Adding subtitles to videos

In my ever-growing collection of FFmpeg-related blog posts, I will today show how to add subtitles to videos. These tricks are based on the need to create a captioned version of a video I made to introduce the Workshop on NIME Archiving for the 2022 edition of the International Conference on New Interfaces for Musical Expression (NIME).

The video I discuss in this blog post. YouTube supports turning on and off the subtitles (CC button).

Why add subtitles to videos?

I didn’t think much about subtitles previously but have become increasingly aware of their importance. Firstly, adding subtitles is essential from an accessibility point of view. In fact, at UiO, it is now mandatory to add subtitles to all videos we upload to the university web pages. The main reason is that people that have problems hearing the content can read.

Also, for people that can hear sound in the video, it is helpful to have subtitles available. On Twitter, for example, videos will play automatically when you hover over them. However, the sound will usually be off, so without subtitles, it is impossible to hear what is said. There are also times when you may want to only watch some content without listening, for example, if you don’t have headphones available in a public setting.

I guess that having subtitles also helps search engines find your content more efficiently, which may lead to better dissemination of the content.

Creating subtitles

There are numerous ways of doing this, but I usually rely on some machine listening service as the first step these days.

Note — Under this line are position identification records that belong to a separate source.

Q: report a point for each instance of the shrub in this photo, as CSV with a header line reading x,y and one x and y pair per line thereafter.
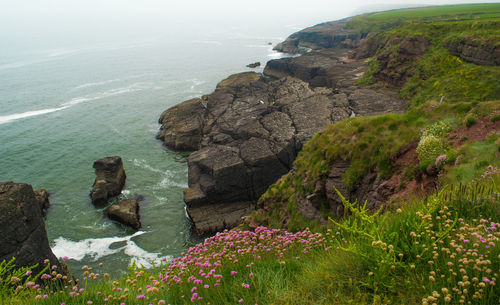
x,y
469,121
430,147
438,129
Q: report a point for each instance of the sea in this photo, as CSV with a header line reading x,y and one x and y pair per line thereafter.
x,y
65,104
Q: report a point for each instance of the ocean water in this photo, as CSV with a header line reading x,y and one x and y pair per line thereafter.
x,y
63,108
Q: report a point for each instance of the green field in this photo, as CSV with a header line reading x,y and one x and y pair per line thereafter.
x,y
375,22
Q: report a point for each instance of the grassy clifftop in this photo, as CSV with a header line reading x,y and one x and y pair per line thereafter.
x,y
440,247
380,21
447,92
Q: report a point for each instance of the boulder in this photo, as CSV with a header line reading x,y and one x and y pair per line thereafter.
x,y
254,65
125,212
23,233
110,179
43,198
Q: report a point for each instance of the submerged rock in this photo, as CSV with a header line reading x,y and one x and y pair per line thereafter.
x,y
125,212
23,234
254,65
110,179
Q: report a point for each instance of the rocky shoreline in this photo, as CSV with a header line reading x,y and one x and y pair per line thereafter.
x,y
247,133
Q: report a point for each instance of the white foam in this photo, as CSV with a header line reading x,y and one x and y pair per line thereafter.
x,y
167,181
96,248
97,83
16,116
142,163
208,42
74,101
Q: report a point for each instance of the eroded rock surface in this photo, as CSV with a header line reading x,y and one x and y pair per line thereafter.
x,y
321,36
109,181
125,212
23,234
249,134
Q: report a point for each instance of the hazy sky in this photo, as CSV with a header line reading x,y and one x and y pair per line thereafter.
x,y
25,20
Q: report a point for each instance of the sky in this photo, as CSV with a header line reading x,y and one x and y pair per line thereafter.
x,y
87,20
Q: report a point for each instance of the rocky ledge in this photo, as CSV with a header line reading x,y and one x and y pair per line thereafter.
x,y
247,133
321,36
23,234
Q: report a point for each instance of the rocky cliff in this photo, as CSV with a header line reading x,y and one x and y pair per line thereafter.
x,y
247,133
23,234
321,36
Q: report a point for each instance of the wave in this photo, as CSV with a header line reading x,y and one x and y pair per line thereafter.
x,y
207,42
142,163
96,248
74,101
93,84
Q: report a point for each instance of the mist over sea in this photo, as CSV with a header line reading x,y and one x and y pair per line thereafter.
x,y
68,99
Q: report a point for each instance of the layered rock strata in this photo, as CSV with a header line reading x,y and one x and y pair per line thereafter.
x,y
109,181
321,36
247,133
23,234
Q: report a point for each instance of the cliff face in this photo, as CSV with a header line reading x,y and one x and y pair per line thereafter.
x,y
247,133
478,51
322,36
23,234
249,136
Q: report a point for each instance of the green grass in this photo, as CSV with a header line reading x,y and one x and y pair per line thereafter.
x,y
376,22
444,246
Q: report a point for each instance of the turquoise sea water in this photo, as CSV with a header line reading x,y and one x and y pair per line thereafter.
x,y
63,108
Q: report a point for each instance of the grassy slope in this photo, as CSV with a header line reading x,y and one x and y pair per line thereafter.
x,y
437,250
468,90
375,22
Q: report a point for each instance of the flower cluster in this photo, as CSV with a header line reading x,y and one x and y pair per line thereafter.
x,y
462,267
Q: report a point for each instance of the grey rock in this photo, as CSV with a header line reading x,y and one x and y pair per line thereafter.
x,y
110,179
125,212
43,198
23,233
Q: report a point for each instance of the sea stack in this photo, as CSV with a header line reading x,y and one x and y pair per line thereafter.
x,y
125,212
109,181
23,234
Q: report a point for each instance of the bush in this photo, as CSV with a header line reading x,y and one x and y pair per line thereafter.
x,y
469,121
438,129
495,117
430,147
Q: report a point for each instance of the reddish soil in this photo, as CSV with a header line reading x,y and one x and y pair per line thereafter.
x,y
424,184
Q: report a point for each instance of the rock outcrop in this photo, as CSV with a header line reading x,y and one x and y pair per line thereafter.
x,y
476,51
321,36
43,198
110,179
249,133
125,212
23,234
254,65
396,67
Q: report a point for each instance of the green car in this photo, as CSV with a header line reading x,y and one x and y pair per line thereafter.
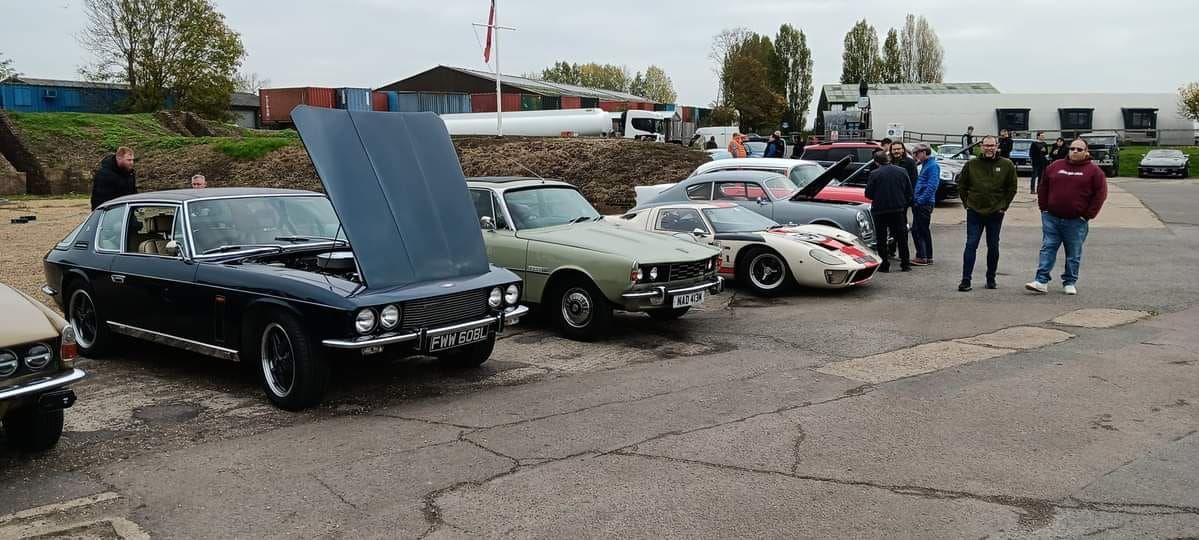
x,y
578,267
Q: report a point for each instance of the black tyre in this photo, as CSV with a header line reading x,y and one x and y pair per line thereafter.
x,y
291,369
31,430
580,310
471,355
668,313
92,336
764,271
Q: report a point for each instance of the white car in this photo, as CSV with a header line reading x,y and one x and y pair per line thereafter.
x,y
759,252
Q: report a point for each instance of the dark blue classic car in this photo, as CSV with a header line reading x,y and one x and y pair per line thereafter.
x,y
391,261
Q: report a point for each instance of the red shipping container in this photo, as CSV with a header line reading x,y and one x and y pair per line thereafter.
x,y
571,102
486,102
276,103
378,101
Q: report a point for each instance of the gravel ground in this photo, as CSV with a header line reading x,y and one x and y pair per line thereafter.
x,y
23,246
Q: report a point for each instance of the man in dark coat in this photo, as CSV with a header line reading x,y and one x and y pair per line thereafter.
x,y
890,192
114,178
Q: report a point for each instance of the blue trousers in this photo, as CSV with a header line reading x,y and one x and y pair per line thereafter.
x,y
977,225
1055,233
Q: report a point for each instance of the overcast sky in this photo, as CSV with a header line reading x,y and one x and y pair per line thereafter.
x,y
1019,46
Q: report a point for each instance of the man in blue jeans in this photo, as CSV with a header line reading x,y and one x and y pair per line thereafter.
x,y
923,199
987,186
1071,195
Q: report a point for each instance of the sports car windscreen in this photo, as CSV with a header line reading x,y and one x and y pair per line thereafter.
x,y
736,220
228,225
547,207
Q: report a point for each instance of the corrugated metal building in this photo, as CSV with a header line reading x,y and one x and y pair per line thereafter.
x,y
475,82
31,95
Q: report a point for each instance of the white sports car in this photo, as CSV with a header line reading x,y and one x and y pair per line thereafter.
x,y
760,253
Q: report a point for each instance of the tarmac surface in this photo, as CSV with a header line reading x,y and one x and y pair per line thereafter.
x,y
898,409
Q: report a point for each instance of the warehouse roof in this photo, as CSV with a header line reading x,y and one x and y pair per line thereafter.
x,y
848,93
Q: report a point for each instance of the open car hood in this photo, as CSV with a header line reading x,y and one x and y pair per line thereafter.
x,y
819,183
397,186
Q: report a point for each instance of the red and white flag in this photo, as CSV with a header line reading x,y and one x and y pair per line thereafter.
x,y
490,25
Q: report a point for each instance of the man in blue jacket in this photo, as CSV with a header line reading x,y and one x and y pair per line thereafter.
x,y
923,199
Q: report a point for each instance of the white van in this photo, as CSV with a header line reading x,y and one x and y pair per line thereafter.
x,y
723,135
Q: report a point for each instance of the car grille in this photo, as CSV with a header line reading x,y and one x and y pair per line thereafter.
x,y
445,310
688,270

At UiO, we have a service called Autotekst that will create a subtitle text file from an audio recording. The nice thing about that service is that it supports both English and Norwegian and two people talking. It is pretty ok but does require some manual cleanup. I typically do that in a text editor while checking the video.

YouTube offers a more streamlined approach for videos uploaded to their service. It has machine listening built in that works quite well for one person talking in English. It also has a friendly GUI where you can go through and check the text and align it with the audio.

YouTube has a nice window for adding/editing subtitles.

I typically use YouTube for all my public videos in English and UiO’s service for material in Norwegian and with multiple people.

Closed Caption formats

Various services and platforms support at least 25 different subtitle formats. I have found that SRT (SubRip) and VTT (Web Video Text Tracks) are the two most common formats. Both are supported by YouTube, while Twitter prefers SRT (although I still haven’t been able to upload one such file successfully). The video player on UiO prefers VTT, so I often have to convert between these two formats.

Fortunately, FFmpeg comes to the rescue (again). Converting from one subtitle format to another is as simple as writing this one-liner:

ffmpeg -i caption.vtt

This will convert an SRT file to VTT in a split second. As the screenshot below shows, there is not much difference between the two formats.

A few lines of the same subtitle file in VTT format (left) and SRT (right).

Playing back videos with subtitles

Web players will play subtitles associated with them, but what about on a local machine. If the subtitle file is named the same as the video file, most video players will use the subtitles when playing the file. Here is how it looks in VLC on Ubuntu:

VLC will show the subtitles automatically if it finds an SRT file with the same name as a video file.

It is also possible to go into the settings to turn the subtitles on and off. I guess it is also possible to have multiple files available to add additional language support, and that would be interesting to explore another time.

The benefit of having subtitles as a separate text file is that they can be turned on and off.

Embedding subtitles in video files

We are exploring using PubPub for the NIME conference, a modern publication platform developed by The MIT Press. There are many good things to say about PubPub, but some features are still missing. Adding a subtitle file to uploaded videos is one missing feature. I, therefore, started exploring whether it is possible to embed the subtitles inside the video file.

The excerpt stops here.